O iniciado deve “sujeitar-se” a regras e procedimentos rituais, a fim de que possa ir aprendendo não apenas em termos da aquisição de conhecimentos, mas também da possibilidade de manejar energias e aspectos que apenas o tempo e a realização de rituais orientados por membros mais experientes podem proporcionar.

Na umbanda ou em qualquer outra religião de matriz africana não existe pressa para se aprender com o sagrado. Tudo ocorre no seu devido tempo, assim como as comemorações. O terreiro frequentemente acaba indo na contramão do ritmo atual da vida, acelerado e hiperativo como vigente na sociedade capitalista, no qual se busca a melhor otimização do tempo, o que acaba sendo sinônimo para maximizar ganhos de produtividade e rendimentos.

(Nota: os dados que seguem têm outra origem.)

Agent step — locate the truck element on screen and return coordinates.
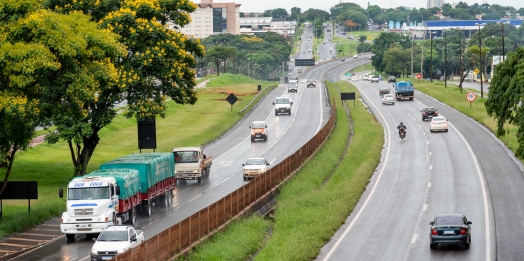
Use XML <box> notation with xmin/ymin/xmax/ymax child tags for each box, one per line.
<box><xmin>100</xmin><ymin>152</ymin><xmax>176</xmax><ymax>216</ymax></box>
<box><xmin>393</xmin><ymin>81</ymin><xmax>415</xmax><ymax>101</ymax></box>
<box><xmin>59</xmin><ymin>169</ymin><xmax>141</xmax><ymax>241</ymax></box>
<box><xmin>172</xmin><ymin>146</ymin><xmax>213</xmax><ymax>183</ymax></box>
<box><xmin>273</xmin><ymin>96</ymin><xmax>293</xmax><ymax>115</ymax></box>
<box><xmin>91</xmin><ymin>226</ymin><xmax>145</xmax><ymax>261</ymax></box>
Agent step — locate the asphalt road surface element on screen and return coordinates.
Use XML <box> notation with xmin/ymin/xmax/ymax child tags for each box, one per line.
<box><xmin>317</xmin><ymin>72</ymin><xmax>524</xmax><ymax>260</ymax></box>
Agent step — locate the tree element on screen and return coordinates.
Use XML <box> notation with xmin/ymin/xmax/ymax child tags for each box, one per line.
<box><xmin>0</xmin><ymin>7</ymin><xmax>126</xmax><ymax>197</ymax></box>
<box><xmin>43</xmin><ymin>0</ymin><xmax>204</xmax><ymax>176</ymax></box>
<box><xmin>486</xmin><ymin>47</ymin><xmax>524</xmax><ymax>158</ymax></box>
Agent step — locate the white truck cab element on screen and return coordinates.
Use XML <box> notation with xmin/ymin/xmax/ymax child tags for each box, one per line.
<box><xmin>273</xmin><ymin>96</ymin><xmax>293</xmax><ymax>115</ymax></box>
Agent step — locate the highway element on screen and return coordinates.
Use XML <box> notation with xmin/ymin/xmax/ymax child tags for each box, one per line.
<box><xmin>12</xmin><ymin>24</ymin><xmax>346</xmax><ymax>261</ymax></box>
<box><xmin>317</xmin><ymin>72</ymin><xmax>524</xmax><ymax>261</ymax></box>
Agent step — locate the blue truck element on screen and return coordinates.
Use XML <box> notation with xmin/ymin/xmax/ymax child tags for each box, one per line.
<box><xmin>393</xmin><ymin>81</ymin><xmax>415</xmax><ymax>101</ymax></box>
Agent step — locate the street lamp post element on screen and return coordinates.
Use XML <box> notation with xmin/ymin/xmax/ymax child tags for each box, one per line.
<box><xmin>475</xmin><ymin>23</ymin><xmax>486</xmax><ymax>98</ymax></box>
<box><xmin>442</xmin><ymin>30</ymin><xmax>448</xmax><ymax>87</ymax></box>
<box><xmin>429</xmin><ymin>32</ymin><xmax>435</xmax><ymax>82</ymax></box>
<box><xmin>497</xmin><ymin>21</ymin><xmax>509</xmax><ymax>61</ymax></box>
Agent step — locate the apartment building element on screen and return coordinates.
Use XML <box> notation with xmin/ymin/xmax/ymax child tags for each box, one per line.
<box><xmin>179</xmin><ymin>0</ymin><xmax>240</xmax><ymax>39</ymax></box>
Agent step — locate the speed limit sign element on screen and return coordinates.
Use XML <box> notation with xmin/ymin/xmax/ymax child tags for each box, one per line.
<box><xmin>466</xmin><ymin>92</ymin><xmax>477</xmax><ymax>102</ymax></box>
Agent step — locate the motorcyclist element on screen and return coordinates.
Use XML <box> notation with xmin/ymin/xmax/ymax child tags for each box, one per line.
<box><xmin>397</xmin><ymin>122</ymin><xmax>408</xmax><ymax>136</ymax></box>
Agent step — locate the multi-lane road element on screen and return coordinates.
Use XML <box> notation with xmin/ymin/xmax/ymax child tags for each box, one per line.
<box><xmin>14</xmin><ymin>24</ymin><xmax>524</xmax><ymax>260</ymax></box>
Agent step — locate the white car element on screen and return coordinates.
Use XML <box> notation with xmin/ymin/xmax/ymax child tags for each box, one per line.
<box><xmin>382</xmin><ymin>94</ymin><xmax>395</xmax><ymax>105</ymax></box>
<box><xmin>429</xmin><ymin>116</ymin><xmax>448</xmax><ymax>132</ymax></box>
<box><xmin>242</xmin><ymin>158</ymin><xmax>269</xmax><ymax>180</ymax></box>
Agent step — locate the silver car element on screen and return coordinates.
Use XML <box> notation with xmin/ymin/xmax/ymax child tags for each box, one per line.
<box><xmin>382</xmin><ymin>94</ymin><xmax>395</xmax><ymax>105</ymax></box>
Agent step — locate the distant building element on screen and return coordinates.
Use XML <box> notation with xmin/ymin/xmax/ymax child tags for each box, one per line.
<box><xmin>179</xmin><ymin>0</ymin><xmax>240</xmax><ymax>39</ymax></box>
<box><xmin>426</xmin><ymin>0</ymin><xmax>445</xmax><ymax>9</ymax></box>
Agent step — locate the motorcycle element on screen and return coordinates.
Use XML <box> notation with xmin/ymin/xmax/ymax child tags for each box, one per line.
<box><xmin>399</xmin><ymin>128</ymin><xmax>406</xmax><ymax>140</ymax></box>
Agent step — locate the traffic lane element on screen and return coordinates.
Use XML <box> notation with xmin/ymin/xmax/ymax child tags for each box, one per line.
<box><xmin>408</xmin><ymin>119</ymin><xmax>486</xmax><ymax>260</ymax></box>
<box><xmin>319</xmin><ymin>78</ymin><xmax>429</xmax><ymax>260</ymax></box>
<box><xmin>416</xmin><ymin>89</ymin><xmax>524</xmax><ymax>260</ymax></box>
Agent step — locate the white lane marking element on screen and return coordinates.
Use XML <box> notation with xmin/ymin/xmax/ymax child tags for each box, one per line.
<box><xmin>187</xmin><ymin>194</ymin><xmax>202</xmax><ymax>202</ymax></box>
<box><xmin>448</xmin><ymin>123</ymin><xmax>491</xmax><ymax>260</ymax></box>
<box><xmin>417</xmin><ymin>95</ymin><xmax>491</xmax><ymax>260</ymax></box>
<box><xmin>411</xmin><ymin>234</ymin><xmax>418</xmax><ymax>245</ymax></box>
<box><xmin>323</xmin><ymin>79</ymin><xmax>391</xmax><ymax>260</ymax></box>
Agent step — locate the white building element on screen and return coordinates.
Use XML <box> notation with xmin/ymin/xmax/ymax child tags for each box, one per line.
<box><xmin>179</xmin><ymin>0</ymin><xmax>240</xmax><ymax>39</ymax></box>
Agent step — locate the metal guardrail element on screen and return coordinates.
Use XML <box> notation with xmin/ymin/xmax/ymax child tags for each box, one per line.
<box><xmin>111</xmin><ymin>103</ymin><xmax>336</xmax><ymax>261</ymax></box>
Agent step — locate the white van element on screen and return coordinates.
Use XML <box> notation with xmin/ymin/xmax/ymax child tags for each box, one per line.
<box><xmin>273</xmin><ymin>96</ymin><xmax>293</xmax><ymax>115</ymax></box>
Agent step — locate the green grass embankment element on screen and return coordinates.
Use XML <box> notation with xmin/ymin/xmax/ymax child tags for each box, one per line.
<box><xmin>179</xmin><ymin>82</ymin><xmax>384</xmax><ymax>260</ymax></box>
<box><xmin>0</xmin><ymin>74</ymin><xmax>273</xmax><ymax>237</ymax></box>
<box><xmin>400</xmin><ymin>78</ymin><xmax>524</xmax><ymax>160</ymax></box>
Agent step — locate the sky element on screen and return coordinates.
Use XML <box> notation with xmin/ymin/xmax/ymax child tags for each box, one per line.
<box><xmin>230</xmin><ymin>0</ymin><xmax>524</xmax><ymax>13</ymax></box>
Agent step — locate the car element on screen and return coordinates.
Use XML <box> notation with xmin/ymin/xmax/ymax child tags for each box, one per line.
<box><xmin>429</xmin><ymin>214</ymin><xmax>472</xmax><ymax>249</ymax></box>
<box><xmin>287</xmin><ymin>80</ymin><xmax>298</xmax><ymax>93</ymax></box>
<box><xmin>242</xmin><ymin>158</ymin><xmax>269</xmax><ymax>180</ymax></box>
<box><xmin>388</xmin><ymin>76</ymin><xmax>397</xmax><ymax>83</ymax></box>
<box><xmin>429</xmin><ymin>116</ymin><xmax>448</xmax><ymax>132</ymax></box>
<box><xmin>421</xmin><ymin>107</ymin><xmax>438</xmax><ymax>121</ymax></box>
<box><xmin>382</xmin><ymin>94</ymin><xmax>395</xmax><ymax>105</ymax></box>
<box><xmin>307</xmin><ymin>79</ymin><xmax>317</xmax><ymax>88</ymax></box>
<box><xmin>249</xmin><ymin>121</ymin><xmax>268</xmax><ymax>142</ymax></box>
<box><xmin>378</xmin><ymin>87</ymin><xmax>389</xmax><ymax>97</ymax></box>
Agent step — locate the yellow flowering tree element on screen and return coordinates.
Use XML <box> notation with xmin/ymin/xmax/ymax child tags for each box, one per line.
<box><xmin>0</xmin><ymin>3</ymin><xmax>126</xmax><ymax>177</ymax></box>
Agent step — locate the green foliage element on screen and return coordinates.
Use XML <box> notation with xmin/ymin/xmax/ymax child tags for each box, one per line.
<box><xmin>486</xmin><ymin>47</ymin><xmax>524</xmax><ymax>158</ymax></box>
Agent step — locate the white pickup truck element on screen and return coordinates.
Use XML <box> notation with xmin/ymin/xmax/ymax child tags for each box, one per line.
<box><xmin>91</xmin><ymin>226</ymin><xmax>144</xmax><ymax>261</ymax></box>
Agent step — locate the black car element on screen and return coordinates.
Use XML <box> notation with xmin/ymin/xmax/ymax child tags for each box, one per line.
<box><xmin>421</xmin><ymin>107</ymin><xmax>438</xmax><ymax>121</ymax></box>
<box><xmin>429</xmin><ymin>214</ymin><xmax>471</xmax><ymax>249</ymax></box>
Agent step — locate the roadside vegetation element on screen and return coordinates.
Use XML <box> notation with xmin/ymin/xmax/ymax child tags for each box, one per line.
<box><xmin>400</xmin><ymin>78</ymin><xmax>524</xmax><ymax>160</ymax></box>
<box><xmin>0</xmin><ymin>74</ymin><xmax>274</xmax><ymax>237</ymax></box>
<box><xmin>179</xmin><ymin>82</ymin><xmax>384</xmax><ymax>260</ymax></box>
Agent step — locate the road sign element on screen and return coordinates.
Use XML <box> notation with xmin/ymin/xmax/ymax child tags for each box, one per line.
<box><xmin>466</xmin><ymin>92</ymin><xmax>477</xmax><ymax>102</ymax></box>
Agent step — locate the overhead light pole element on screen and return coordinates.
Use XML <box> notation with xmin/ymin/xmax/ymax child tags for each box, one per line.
<box><xmin>497</xmin><ymin>21</ymin><xmax>510</xmax><ymax>61</ymax></box>
<box><xmin>475</xmin><ymin>23</ymin><xmax>486</xmax><ymax>98</ymax></box>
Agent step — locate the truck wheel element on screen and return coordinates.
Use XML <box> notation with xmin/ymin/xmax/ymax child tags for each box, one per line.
<box><xmin>128</xmin><ymin>207</ymin><xmax>136</xmax><ymax>226</ymax></box>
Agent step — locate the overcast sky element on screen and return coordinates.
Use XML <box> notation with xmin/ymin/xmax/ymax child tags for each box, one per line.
<box><xmin>233</xmin><ymin>0</ymin><xmax>524</xmax><ymax>13</ymax></box>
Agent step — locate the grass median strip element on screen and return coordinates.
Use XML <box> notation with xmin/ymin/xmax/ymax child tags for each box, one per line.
<box><xmin>0</xmin><ymin>74</ymin><xmax>273</xmax><ymax>237</ymax></box>
<box><xmin>180</xmin><ymin>82</ymin><xmax>384</xmax><ymax>260</ymax></box>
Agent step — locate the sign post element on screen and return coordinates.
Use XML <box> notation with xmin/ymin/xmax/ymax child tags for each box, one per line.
<box><xmin>466</xmin><ymin>92</ymin><xmax>477</xmax><ymax>109</ymax></box>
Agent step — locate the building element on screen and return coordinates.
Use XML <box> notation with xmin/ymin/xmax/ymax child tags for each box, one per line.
<box><xmin>179</xmin><ymin>0</ymin><xmax>240</xmax><ymax>39</ymax></box>
<box><xmin>426</xmin><ymin>0</ymin><xmax>445</xmax><ymax>9</ymax></box>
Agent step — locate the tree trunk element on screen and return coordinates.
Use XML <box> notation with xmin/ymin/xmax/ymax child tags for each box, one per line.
<box><xmin>68</xmin><ymin>131</ymin><xmax>100</xmax><ymax>176</ymax></box>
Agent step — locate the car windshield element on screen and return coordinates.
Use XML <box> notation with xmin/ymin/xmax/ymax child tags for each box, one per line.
<box><xmin>246</xmin><ymin>159</ymin><xmax>265</xmax><ymax>165</ymax></box>
<box><xmin>173</xmin><ymin>151</ymin><xmax>198</xmax><ymax>163</ymax></box>
<box><xmin>98</xmin><ymin>231</ymin><xmax>127</xmax><ymax>241</ymax></box>
<box><xmin>276</xmin><ymin>98</ymin><xmax>289</xmax><ymax>104</ymax></box>
<box><xmin>435</xmin><ymin>217</ymin><xmax>464</xmax><ymax>226</ymax></box>
<box><xmin>251</xmin><ymin>123</ymin><xmax>266</xmax><ymax>129</ymax></box>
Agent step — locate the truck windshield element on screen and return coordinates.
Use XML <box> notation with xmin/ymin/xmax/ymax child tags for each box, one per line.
<box><xmin>98</xmin><ymin>231</ymin><xmax>127</xmax><ymax>241</ymax></box>
<box><xmin>173</xmin><ymin>151</ymin><xmax>198</xmax><ymax>163</ymax></box>
<box><xmin>67</xmin><ymin>187</ymin><xmax>109</xmax><ymax>200</ymax></box>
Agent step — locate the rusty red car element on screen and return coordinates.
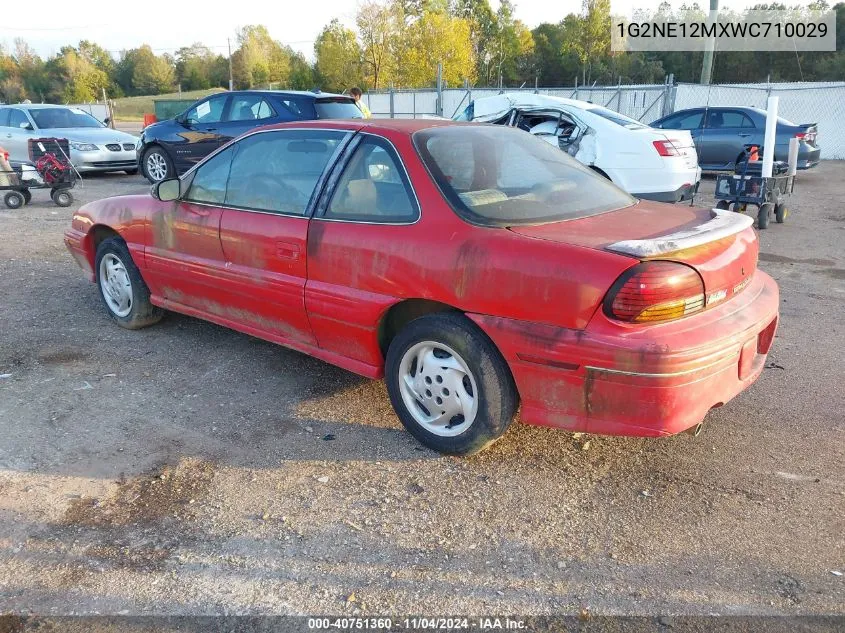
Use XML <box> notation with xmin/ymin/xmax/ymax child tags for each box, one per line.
<box><xmin>65</xmin><ymin>120</ymin><xmax>778</xmax><ymax>454</ymax></box>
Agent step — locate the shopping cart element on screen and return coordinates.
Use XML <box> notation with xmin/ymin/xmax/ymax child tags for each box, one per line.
<box><xmin>0</xmin><ymin>138</ymin><xmax>79</xmax><ymax>209</ymax></box>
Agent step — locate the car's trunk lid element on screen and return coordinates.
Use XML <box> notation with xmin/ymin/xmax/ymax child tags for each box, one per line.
<box><xmin>511</xmin><ymin>201</ymin><xmax>758</xmax><ymax>304</ymax></box>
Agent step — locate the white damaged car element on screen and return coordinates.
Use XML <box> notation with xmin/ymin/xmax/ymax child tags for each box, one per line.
<box><xmin>455</xmin><ymin>93</ymin><xmax>701</xmax><ymax>202</ymax></box>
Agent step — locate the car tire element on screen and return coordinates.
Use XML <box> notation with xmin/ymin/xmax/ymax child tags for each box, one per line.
<box><xmin>3</xmin><ymin>191</ymin><xmax>26</xmax><ymax>210</ymax></box>
<box><xmin>757</xmin><ymin>202</ymin><xmax>775</xmax><ymax>229</ymax></box>
<box><xmin>94</xmin><ymin>237</ymin><xmax>164</xmax><ymax>330</ymax></box>
<box><xmin>50</xmin><ymin>189</ymin><xmax>73</xmax><ymax>207</ymax></box>
<box><xmin>141</xmin><ymin>145</ymin><xmax>176</xmax><ymax>184</ymax></box>
<box><xmin>385</xmin><ymin>312</ymin><xmax>519</xmax><ymax>455</ymax></box>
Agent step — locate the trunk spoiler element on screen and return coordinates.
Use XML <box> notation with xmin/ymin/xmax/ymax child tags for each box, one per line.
<box><xmin>606</xmin><ymin>209</ymin><xmax>754</xmax><ymax>258</ymax></box>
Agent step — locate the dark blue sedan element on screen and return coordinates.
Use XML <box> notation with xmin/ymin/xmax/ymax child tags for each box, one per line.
<box><xmin>137</xmin><ymin>90</ymin><xmax>363</xmax><ymax>183</ymax></box>
<box><xmin>651</xmin><ymin>107</ymin><xmax>821</xmax><ymax>171</ymax></box>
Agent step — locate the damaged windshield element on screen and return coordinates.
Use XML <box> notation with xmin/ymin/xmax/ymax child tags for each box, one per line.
<box><xmin>414</xmin><ymin>125</ymin><xmax>636</xmax><ymax>226</ymax></box>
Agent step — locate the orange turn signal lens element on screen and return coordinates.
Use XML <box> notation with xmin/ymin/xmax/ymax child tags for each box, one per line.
<box><xmin>604</xmin><ymin>260</ymin><xmax>705</xmax><ymax>323</ymax></box>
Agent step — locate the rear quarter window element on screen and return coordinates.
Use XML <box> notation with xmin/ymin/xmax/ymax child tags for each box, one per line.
<box><xmin>413</xmin><ymin>125</ymin><xmax>636</xmax><ymax>226</ymax></box>
<box><xmin>314</xmin><ymin>97</ymin><xmax>364</xmax><ymax>119</ymax></box>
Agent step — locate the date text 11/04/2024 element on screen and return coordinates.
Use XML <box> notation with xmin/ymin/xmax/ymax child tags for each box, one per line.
<box><xmin>308</xmin><ymin>617</ymin><xmax>526</xmax><ymax>631</ymax></box>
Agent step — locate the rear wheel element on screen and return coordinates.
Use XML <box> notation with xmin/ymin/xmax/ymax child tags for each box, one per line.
<box><xmin>757</xmin><ymin>202</ymin><xmax>774</xmax><ymax>229</ymax></box>
<box><xmin>385</xmin><ymin>313</ymin><xmax>518</xmax><ymax>455</ymax></box>
<box><xmin>94</xmin><ymin>237</ymin><xmax>164</xmax><ymax>330</ymax></box>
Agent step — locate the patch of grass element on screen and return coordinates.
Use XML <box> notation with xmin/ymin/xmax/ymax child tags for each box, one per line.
<box><xmin>114</xmin><ymin>88</ymin><xmax>224</xmax><ymax>121</ymax></box>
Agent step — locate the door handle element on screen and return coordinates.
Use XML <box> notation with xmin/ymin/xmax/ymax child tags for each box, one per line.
<box><xmin>276</xmin><ymin>242</ymin><xmax>299</xmax><ymax>260</ymax></box>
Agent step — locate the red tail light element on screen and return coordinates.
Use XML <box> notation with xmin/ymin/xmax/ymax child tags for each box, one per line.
<box><xmin>604</xmin><ymin>261</ymin><xmax>705</xmax><ymax>323</ymax></box>
<box><xmin>652</xmin><ymin>141</ymin><xmax>681</xmax><ymax>156</ymax></box>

Dessa forma, ao adentrar num terreiro de umbanda, o médium precisa deixar todas as suas preocupações e novidades do mundo do lado de fora, para entrar focado e preparado para aquilo que está por vir. Para impedir que os problemas e transtornos enfrentados no dia a dia comprometam a conexão com as divindades ou interfiram negativamente durante a incorporação, os médiuns costumam rezar, acender uma vela para o orixá, além de se submeterem a um banho de ervas para purificar o corpo. Todo esse cuidado é necessário, além de ser realizado por todos, geralmente o médium fica de preceito um dia antes sem contato sexual, sem comer carne vermelha no dia que incorporar, justamente porque no dia do culto o Orixá poderá se manifestar, o médium deve está preparado e mais puro para estabelecer ligação espiritual com o seu orixá.

Assim é o médium umbandista no ILEXPP!